Ahora nos dicen que esa charla aberrante, que tratan de pasar por un chiste, no es un delito y explican que no se consolidó la acción penal, ¿es decir que la niña o la mujer tiene que ser violada y sometida a cualquier cantidad de perversiones para que la persona, que abiertamente está pactando una compra y prometiendo que la va a “encerrar” para tratarla como una esclava, pueda ser juzgada?
Si es así, en este o en cualquier caso, el derecho penal no nos está ayudando en nada a prevenir las acciones criminales contra las mujeres, al contrario, está sirviendo como escudo a los delincuentes ¿Por qué en el caso de un homicidio, con la simple amenaza, sí se puede intervenir y evitar que el asesino apriete el gatillo? Y quiero contarles, por si no habían caído en la cuenta, que convertir a una mujer en una esclava sexual o abusar de ella es como matarla todos los días.
Esa impunidad frente a los depravados, que duele y que encuentra amparo entre agudos abogados, sumada a un sistema ineficiente, permite que las mujeres sean tratadas como objetos de satisfacción, se compren y se esclavicen.
Y no solo pasa en una recóndita comunidad indígena en La Guajira, también entre la más sofisticada clase neoyorquina. Ahí está el caso Jeffrey Epstein, un hombre “asquerosamente rico” (recogiendo el nombre del documental) que reclutaba niñas desde los 10 años para su goce personal y para el de una exclusiva secta de amigos. Hay denuncias desde 1996 pero, como en el caso del palabrero y el locutor, nadie se las tomó en serio.
También reprochan algunos que no es hora de rasgarse las vestiduras, que eso pasa desde hace mucho tiempo: en La Guajira por cuestiones culturales y en la élite de Estados Unidos como entretenimiento para millonarios. Es una respuesta espeluznante, eso solo los hace cómplices de la impunidad.

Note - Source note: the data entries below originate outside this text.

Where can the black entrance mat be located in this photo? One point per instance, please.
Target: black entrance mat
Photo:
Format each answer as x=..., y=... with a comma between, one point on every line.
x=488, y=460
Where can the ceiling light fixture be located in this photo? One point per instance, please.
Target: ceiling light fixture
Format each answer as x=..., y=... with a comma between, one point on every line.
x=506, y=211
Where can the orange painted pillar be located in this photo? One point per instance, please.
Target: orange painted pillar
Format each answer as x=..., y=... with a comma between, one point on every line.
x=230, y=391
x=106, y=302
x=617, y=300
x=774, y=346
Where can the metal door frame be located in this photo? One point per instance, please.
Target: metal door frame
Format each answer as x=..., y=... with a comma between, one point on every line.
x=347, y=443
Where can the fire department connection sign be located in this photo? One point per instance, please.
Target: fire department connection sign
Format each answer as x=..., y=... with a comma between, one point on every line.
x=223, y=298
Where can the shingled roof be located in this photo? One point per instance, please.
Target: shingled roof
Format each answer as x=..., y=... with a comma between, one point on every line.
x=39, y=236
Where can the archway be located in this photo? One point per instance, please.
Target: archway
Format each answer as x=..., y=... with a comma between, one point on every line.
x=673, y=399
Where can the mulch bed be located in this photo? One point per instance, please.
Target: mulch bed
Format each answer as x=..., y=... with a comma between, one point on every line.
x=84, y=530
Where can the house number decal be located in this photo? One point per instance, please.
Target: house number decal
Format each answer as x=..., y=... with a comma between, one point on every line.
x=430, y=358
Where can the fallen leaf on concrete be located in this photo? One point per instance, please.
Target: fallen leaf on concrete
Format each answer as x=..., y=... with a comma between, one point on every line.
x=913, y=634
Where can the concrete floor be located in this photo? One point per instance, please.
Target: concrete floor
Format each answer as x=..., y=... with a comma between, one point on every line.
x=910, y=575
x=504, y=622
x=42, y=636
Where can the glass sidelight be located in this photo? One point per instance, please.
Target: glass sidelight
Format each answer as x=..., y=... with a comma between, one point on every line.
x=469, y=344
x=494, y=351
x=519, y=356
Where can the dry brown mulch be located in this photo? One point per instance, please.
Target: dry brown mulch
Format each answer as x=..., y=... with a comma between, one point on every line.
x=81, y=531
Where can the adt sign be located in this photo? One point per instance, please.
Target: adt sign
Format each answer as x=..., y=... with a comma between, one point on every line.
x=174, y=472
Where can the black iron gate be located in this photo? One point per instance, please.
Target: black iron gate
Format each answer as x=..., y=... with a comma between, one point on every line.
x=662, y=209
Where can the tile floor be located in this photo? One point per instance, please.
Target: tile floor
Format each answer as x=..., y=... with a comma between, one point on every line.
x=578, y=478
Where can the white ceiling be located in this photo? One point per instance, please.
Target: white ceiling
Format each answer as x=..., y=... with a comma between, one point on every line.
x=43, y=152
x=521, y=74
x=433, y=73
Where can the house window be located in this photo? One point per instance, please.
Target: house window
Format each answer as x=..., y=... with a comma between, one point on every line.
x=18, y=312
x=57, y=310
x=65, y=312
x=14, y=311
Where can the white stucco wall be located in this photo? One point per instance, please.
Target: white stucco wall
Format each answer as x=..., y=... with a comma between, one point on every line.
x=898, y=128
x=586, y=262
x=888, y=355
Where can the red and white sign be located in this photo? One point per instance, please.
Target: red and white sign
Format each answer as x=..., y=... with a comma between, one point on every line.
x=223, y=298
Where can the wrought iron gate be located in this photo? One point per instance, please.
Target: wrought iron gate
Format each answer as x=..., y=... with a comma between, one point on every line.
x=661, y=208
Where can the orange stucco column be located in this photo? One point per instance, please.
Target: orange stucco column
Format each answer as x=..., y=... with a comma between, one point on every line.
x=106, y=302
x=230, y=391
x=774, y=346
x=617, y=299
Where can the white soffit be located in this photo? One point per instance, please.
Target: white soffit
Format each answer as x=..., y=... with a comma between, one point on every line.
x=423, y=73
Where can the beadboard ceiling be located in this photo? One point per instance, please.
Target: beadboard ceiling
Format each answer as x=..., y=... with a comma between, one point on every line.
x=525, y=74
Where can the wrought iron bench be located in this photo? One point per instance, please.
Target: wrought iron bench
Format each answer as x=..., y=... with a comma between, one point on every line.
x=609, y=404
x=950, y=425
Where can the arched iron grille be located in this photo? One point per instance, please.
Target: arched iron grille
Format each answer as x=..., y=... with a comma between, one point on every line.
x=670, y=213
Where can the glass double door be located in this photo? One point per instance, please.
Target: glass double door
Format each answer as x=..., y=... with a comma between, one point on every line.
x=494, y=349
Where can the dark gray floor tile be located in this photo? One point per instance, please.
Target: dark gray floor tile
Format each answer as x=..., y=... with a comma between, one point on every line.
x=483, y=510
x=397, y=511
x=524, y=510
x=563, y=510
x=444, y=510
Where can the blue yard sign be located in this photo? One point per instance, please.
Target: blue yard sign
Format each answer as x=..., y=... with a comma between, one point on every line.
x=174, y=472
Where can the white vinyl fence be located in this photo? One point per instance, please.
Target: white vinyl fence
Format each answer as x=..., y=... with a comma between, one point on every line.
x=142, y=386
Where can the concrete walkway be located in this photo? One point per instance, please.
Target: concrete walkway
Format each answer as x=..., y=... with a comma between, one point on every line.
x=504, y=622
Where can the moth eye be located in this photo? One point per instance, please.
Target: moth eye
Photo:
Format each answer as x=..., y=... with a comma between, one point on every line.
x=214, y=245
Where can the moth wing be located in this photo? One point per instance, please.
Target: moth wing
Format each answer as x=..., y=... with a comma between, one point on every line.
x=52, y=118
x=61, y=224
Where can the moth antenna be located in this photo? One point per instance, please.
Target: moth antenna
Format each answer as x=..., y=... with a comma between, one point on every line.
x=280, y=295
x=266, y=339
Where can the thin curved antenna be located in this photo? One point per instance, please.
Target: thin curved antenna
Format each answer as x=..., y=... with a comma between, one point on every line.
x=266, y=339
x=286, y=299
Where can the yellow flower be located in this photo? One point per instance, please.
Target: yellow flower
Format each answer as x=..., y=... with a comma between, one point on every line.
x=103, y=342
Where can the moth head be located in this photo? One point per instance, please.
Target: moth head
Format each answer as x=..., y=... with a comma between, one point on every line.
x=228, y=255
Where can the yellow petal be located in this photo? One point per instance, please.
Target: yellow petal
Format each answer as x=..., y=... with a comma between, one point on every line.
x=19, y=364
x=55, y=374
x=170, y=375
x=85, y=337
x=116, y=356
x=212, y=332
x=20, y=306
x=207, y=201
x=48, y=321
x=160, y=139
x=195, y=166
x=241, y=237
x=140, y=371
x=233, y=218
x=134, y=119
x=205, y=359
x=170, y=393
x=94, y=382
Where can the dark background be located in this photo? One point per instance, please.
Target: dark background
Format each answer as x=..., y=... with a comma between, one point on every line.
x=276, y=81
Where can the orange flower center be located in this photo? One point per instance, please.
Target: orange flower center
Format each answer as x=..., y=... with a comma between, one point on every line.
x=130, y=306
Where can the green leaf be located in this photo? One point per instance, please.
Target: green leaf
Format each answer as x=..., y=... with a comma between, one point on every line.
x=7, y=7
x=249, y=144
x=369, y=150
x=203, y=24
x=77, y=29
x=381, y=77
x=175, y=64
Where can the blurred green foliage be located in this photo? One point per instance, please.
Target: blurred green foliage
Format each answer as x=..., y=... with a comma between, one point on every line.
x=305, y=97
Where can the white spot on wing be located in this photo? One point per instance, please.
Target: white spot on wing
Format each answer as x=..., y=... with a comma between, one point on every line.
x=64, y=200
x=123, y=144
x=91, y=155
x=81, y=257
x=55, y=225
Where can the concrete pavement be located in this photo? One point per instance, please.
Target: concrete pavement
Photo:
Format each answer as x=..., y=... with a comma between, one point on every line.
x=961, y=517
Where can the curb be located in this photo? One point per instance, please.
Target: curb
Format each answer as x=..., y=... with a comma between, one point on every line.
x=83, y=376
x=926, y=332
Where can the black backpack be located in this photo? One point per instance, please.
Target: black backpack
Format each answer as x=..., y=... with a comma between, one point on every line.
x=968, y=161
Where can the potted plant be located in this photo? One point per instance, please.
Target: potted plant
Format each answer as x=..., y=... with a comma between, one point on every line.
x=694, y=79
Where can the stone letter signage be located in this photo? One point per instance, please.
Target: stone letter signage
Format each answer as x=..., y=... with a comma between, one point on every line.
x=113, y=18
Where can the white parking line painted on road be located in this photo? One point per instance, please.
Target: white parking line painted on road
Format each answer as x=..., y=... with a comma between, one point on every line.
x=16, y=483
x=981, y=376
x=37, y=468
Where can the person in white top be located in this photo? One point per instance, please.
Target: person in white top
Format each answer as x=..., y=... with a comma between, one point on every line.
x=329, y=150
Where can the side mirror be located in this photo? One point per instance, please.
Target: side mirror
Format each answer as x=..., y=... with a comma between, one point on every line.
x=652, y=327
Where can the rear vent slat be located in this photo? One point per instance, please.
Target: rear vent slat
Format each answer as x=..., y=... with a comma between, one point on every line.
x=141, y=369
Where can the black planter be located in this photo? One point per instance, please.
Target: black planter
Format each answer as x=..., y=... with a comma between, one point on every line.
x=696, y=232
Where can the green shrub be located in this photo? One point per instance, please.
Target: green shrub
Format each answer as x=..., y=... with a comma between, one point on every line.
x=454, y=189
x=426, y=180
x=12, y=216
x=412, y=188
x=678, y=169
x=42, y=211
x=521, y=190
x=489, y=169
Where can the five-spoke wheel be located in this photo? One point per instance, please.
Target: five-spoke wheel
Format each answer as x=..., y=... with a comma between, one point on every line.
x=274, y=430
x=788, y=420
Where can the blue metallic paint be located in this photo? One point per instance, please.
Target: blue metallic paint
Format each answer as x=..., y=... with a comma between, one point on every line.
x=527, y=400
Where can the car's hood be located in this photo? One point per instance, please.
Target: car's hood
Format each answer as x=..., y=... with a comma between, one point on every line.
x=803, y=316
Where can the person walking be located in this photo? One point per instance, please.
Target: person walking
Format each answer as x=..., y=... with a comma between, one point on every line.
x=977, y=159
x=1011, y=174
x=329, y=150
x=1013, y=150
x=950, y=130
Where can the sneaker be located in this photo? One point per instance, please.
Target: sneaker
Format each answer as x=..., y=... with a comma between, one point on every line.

Algo nos pasa como sociedad para no intentar ni en lo más mínimo hacer algo cuando sospechamos o tenemos la certeza de un abuso. Claro, la culpa no es solo de la sociedad, lo es más del sistema que encuentra todas las excusas: que fue solo un comentario, que no hay un delito, que hay una larga trazabilidad de costumbres ancestrales, que se trata de un hombre poderoso, que es amigo del fiscal y hasta del presidente o que las denuncias en realidad son un chantaje.
Es tanto lo que favorece al victimario que razón tienen las mujeres al llenarse de miedo cuando denuncian. Si la sociedad no se pone las pilas y encuentra una forma, no solo de castigar, sino de prevenir, los depravados seguirán a sus anchas con esa larga cadena de abusos, pedofilia, y trata de personas.